Jacob is blessed for his skills as a wrestler. When God redeems us, he doesn’t start over from scratch. Jacob is called to be who he is—the wrestler God first created and is now redeeming him to be. That’s why Jacob’s new name, Israel, is different from but congruent with his original name. It’s also why God’s participation in your future story will one day redeem your whole history. 

Here i am . . . wrestling with God. 


We are God’s long labor of love—a labor God started by knitting us together in our mother’s wombs, a labor God will bring to fruition as we are born again in Christ. The particular person God first created you to be is the same one he wants to redeem! 

Saying “Here I am” to God means letting God make us more fully who He first intended us to be. What are you wrestling with God about? As you wrestle, take comfort in knowing that this may be part of his plan to rename you. Being renamed doesn’t mean losing who we are; it means losing who we are not. It means becoming who God first conceived, who Christ redeemed, and who the Spirit is now recreating us to become. 

Today as you walk your path and perhaps wrestle with God, listen to a song by U2: “Origin of the Species .” 

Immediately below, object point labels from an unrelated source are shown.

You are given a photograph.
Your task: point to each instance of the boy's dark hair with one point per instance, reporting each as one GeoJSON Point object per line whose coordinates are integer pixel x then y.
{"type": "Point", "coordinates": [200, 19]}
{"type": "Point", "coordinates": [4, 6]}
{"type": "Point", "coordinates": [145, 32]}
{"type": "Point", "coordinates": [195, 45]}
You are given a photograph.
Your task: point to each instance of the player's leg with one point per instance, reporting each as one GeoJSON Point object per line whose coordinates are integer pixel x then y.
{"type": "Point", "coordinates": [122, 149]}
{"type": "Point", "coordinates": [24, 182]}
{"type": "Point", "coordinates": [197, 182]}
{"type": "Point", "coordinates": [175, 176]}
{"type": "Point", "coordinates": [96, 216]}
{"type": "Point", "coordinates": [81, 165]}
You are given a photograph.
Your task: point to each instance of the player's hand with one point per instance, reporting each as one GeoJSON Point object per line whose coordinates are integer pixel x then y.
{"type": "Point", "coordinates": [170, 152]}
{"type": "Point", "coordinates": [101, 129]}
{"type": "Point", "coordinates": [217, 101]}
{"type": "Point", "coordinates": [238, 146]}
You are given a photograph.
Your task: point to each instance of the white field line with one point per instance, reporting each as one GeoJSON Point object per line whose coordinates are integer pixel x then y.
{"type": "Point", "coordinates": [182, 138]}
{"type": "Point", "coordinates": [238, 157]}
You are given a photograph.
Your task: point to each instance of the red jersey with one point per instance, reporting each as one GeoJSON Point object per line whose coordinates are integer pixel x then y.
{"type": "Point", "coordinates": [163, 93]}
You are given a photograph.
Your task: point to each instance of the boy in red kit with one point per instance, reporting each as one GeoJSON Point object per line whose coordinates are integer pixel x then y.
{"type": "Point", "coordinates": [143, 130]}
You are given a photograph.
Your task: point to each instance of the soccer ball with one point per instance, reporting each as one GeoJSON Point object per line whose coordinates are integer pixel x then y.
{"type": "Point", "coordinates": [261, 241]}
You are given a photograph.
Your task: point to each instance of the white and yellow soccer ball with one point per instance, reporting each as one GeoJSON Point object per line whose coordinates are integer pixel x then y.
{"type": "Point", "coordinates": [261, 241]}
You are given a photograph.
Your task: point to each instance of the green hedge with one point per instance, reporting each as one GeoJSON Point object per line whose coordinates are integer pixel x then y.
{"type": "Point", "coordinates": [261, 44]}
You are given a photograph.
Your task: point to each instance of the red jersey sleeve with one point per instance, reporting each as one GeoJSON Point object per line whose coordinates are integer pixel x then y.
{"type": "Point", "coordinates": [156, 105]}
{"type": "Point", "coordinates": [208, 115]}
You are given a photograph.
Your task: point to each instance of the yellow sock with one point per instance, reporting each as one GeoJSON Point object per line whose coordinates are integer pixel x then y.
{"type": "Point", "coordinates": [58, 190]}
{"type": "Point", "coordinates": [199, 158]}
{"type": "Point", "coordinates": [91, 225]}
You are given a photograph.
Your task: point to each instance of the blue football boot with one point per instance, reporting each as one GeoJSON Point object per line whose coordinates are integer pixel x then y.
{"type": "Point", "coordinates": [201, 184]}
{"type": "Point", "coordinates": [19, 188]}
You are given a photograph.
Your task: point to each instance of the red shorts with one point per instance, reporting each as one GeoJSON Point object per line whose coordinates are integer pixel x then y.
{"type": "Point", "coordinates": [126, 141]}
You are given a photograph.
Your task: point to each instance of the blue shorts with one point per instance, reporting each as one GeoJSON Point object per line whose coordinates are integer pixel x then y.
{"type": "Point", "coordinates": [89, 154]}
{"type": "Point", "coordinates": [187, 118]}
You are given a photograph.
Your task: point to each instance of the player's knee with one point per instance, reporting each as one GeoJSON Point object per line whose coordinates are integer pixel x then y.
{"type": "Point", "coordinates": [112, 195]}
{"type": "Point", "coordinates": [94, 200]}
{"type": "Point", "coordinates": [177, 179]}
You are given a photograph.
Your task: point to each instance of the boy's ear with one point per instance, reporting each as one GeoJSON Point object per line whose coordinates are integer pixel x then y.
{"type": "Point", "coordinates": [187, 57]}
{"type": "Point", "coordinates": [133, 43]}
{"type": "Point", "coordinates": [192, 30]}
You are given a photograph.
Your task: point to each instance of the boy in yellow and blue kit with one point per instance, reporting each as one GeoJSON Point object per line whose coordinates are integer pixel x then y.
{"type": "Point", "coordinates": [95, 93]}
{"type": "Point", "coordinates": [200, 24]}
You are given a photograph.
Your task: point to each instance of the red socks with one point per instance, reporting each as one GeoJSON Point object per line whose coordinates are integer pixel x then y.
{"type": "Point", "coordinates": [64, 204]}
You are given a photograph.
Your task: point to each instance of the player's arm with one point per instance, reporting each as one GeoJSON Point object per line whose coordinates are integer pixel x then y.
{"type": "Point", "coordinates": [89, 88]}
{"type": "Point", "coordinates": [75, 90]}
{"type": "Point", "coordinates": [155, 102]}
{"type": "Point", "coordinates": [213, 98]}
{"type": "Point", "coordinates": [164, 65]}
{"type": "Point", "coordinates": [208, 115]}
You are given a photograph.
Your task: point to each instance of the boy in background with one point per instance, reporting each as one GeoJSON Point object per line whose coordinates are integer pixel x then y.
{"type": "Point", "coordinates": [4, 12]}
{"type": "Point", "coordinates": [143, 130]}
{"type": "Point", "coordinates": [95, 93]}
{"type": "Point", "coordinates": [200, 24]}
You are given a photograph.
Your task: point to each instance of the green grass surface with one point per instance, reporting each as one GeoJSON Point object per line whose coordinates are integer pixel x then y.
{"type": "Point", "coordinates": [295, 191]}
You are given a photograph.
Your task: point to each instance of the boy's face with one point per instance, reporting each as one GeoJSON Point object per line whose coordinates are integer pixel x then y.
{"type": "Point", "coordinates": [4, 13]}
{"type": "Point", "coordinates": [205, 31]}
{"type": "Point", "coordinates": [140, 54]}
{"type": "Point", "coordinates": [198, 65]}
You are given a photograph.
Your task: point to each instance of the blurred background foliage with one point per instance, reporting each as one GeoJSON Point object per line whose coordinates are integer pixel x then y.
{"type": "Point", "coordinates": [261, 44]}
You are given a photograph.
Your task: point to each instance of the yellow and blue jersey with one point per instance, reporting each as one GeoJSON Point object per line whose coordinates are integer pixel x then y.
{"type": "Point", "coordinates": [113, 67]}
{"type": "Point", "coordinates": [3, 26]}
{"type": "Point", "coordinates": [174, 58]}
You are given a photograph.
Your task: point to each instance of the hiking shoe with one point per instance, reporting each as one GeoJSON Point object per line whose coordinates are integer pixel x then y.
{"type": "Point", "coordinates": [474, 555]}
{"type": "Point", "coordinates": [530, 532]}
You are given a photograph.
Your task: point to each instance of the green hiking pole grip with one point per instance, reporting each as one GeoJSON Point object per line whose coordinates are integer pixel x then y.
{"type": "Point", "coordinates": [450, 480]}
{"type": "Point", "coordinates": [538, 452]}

Also, spot something growing—or struggling to grow—into what it was created to become.

Sermon Devo

We are in our Winter series through the book of James. Each day we will dig into a different aspect of this New Testament wisdom book which will, by the end of the week, help to give you a fuller portrait of the kind of lives we are called to live as Christians.  

Read: James 4:13-5:6

The story goes that Upton Sinclair, the novelist, once read a paraphrase of James 5:1-6 to a group of ministers and attributed it to a well known anarchist. The ministers were so enraged they declared she ought to be deported! Such is the heat the the subject of wealth produces. We as human beings are keenly aware of our propensity to misuse wealth. We are also keenly sensitive to any accusation of impropriety in relation to our money. So we should not be surprised if, like the ministers did in Sinclair’s day, we react strongly to James’ words. They are, in fact, meant to provoke us to inward reflection.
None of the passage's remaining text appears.